Financial terms of the deal were not disclosed.

The plant will produce Oryxe's new diesel additive to be distributed in Texas later this year.

The deal is important because it gives Oryxe a boost in manufacturing its first product to market, called OR-LED, an additive for diesel fuel. The additive has been approved by the Texas Commission on Environmental Quality and produces a fuel that meets Texas' new diesel low-emission requirements that go into effect Oct. 1.

Oryxe, a privately held company founded in 2001, has signed two distributors for its additive. "These are small deals but we are in discussions with many others," said Kevin McGlensey, president of Oryxe. "We think we will have contracts of 30 to 40 percent of that low-emission diesel market by the end of July," he said.

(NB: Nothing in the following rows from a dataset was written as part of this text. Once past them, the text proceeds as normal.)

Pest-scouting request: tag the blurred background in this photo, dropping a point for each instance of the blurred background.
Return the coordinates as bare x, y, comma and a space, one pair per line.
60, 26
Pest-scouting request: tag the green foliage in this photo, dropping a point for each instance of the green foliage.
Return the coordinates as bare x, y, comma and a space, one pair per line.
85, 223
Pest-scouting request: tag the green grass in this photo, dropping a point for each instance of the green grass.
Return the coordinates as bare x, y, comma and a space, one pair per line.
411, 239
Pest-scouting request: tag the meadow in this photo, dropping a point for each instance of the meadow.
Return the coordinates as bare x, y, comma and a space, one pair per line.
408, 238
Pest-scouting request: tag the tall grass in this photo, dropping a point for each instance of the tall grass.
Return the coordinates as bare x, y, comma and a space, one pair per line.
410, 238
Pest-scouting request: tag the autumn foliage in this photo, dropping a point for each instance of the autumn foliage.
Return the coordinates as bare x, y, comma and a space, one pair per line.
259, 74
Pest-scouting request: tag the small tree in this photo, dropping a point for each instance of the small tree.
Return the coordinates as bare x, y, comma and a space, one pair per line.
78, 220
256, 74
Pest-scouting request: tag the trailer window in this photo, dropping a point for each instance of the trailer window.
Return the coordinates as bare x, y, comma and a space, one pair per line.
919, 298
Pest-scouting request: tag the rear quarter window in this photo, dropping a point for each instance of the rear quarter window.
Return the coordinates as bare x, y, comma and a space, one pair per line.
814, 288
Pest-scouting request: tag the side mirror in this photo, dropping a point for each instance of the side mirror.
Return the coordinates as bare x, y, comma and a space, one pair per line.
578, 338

The additive is mixed with diesel as it is being pumped into the delivery truck, so refiners don't have to retool their equipment to make the low-emission diesel.

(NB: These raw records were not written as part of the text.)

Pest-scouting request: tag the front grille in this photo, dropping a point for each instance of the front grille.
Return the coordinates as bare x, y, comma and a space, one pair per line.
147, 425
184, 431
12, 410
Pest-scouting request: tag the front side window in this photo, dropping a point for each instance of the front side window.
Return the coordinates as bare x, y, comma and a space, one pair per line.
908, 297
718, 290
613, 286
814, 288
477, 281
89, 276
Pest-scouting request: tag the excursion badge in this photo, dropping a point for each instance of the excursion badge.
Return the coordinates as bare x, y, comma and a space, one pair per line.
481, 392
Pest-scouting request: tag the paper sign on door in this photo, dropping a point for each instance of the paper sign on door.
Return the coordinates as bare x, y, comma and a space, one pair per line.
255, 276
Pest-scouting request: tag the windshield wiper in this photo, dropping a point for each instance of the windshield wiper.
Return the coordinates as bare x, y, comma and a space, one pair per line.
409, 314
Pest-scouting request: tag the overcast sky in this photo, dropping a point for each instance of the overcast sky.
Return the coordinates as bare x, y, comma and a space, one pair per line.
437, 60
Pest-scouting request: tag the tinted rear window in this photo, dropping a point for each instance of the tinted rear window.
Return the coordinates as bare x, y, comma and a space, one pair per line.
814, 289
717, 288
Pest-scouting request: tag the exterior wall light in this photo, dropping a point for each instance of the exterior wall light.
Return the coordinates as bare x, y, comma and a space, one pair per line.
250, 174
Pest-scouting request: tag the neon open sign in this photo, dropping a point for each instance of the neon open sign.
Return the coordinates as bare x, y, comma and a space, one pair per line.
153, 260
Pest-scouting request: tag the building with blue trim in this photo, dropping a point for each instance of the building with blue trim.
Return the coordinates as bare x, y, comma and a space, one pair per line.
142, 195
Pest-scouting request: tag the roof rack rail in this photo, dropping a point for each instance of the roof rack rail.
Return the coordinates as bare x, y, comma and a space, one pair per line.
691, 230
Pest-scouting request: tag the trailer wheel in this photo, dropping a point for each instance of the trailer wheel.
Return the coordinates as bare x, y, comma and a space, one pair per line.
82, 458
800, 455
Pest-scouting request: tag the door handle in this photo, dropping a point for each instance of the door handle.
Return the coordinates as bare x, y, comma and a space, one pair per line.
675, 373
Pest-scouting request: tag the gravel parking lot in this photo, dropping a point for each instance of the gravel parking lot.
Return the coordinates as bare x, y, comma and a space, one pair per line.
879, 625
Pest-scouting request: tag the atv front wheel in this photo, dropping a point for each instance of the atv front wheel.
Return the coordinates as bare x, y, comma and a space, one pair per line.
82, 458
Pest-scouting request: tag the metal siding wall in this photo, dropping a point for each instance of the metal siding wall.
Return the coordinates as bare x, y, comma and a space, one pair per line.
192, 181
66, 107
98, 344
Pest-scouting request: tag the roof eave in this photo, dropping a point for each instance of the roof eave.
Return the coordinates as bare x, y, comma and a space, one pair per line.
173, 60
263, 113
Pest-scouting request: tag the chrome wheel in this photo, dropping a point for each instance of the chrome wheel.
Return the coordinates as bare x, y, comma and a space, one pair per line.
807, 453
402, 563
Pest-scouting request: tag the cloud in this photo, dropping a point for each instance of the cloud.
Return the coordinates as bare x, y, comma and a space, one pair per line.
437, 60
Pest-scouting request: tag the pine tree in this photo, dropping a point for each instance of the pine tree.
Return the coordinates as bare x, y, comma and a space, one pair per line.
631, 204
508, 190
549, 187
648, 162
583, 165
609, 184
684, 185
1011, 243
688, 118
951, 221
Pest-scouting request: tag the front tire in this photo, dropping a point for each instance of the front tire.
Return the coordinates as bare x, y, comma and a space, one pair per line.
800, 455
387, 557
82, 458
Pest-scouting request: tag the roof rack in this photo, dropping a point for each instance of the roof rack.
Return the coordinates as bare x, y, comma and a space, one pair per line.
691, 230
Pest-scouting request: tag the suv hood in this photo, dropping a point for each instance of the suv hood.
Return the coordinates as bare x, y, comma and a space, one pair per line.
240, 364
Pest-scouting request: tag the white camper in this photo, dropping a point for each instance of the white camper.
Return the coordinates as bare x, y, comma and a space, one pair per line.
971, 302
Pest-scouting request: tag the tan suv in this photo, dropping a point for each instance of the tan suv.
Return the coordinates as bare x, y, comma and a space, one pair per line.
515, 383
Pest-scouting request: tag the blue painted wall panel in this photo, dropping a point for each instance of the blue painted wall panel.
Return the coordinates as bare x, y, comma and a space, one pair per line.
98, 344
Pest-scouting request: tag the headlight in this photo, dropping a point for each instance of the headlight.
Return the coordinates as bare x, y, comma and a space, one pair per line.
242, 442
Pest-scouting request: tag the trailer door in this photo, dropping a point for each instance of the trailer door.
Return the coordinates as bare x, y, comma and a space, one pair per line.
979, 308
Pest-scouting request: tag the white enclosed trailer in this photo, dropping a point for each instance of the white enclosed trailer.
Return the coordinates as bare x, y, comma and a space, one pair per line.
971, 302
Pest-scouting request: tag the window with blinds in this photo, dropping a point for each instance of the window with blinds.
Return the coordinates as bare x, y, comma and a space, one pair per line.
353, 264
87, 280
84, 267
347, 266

"Texas has learned from California," McGlensey said. "In California, you had to produce a fuel that met the formulation." That gives the state what's known as a "boutique fuel" that is primarily made in California and only used in California. When refineries in California have operational problems that cut into production, especially during the summer, the cost of fuel rises because the state has few places to turn for its fuel.

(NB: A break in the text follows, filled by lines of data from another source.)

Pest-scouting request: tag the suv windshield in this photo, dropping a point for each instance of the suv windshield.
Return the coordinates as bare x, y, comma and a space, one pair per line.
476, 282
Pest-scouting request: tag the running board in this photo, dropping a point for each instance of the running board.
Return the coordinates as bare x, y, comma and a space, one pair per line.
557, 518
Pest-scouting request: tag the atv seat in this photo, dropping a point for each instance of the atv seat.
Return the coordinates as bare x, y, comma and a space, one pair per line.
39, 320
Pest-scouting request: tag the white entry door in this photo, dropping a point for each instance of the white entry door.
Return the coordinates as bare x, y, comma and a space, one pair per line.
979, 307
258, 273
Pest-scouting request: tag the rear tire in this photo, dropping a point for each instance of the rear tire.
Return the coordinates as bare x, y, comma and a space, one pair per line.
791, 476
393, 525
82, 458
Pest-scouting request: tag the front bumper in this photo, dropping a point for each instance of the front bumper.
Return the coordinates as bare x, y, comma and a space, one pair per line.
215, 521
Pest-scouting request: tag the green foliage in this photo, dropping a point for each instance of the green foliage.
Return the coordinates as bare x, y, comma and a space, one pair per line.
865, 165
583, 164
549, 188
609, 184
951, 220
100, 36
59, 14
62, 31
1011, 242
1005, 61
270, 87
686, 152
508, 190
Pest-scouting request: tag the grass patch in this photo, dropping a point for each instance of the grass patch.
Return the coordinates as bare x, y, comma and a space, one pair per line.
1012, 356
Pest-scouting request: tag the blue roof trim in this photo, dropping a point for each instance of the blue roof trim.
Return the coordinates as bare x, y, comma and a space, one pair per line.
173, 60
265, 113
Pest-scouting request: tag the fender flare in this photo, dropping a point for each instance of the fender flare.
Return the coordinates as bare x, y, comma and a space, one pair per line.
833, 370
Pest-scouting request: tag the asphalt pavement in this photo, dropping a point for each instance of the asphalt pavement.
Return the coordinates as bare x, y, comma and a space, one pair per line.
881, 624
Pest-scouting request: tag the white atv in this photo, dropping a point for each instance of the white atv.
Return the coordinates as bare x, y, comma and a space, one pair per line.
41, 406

Texas gave more options for compliance because many of the refineries in that state make fuel for other parts of the nation, McGlensey said. Texas told companies they could either follow a formulation, import the cleaner-burning diesel or allow for new technologies, such as additives.

McGlensey said Oryxe has been working with the California Air Resources Board and refiners in the Golden State to see if their additives can produce a more cost-effective diesel.

The company is also working on an additive for California gasoline. It could be on the market as soon as a year from now, McGlensey said. That could take some pressure off the delicate supply and demand issues here.

"With our protocol and additive, refineries could produce 5 to 8 percent more gasoline from the same barrel. ... Imagine if we can add 3 million gallons to the market and reduce the cost .... that would be significant."

Afton specializes in manufacturing fuel lubricants and additives. The plant in Pasadena, Texas, should be running by September.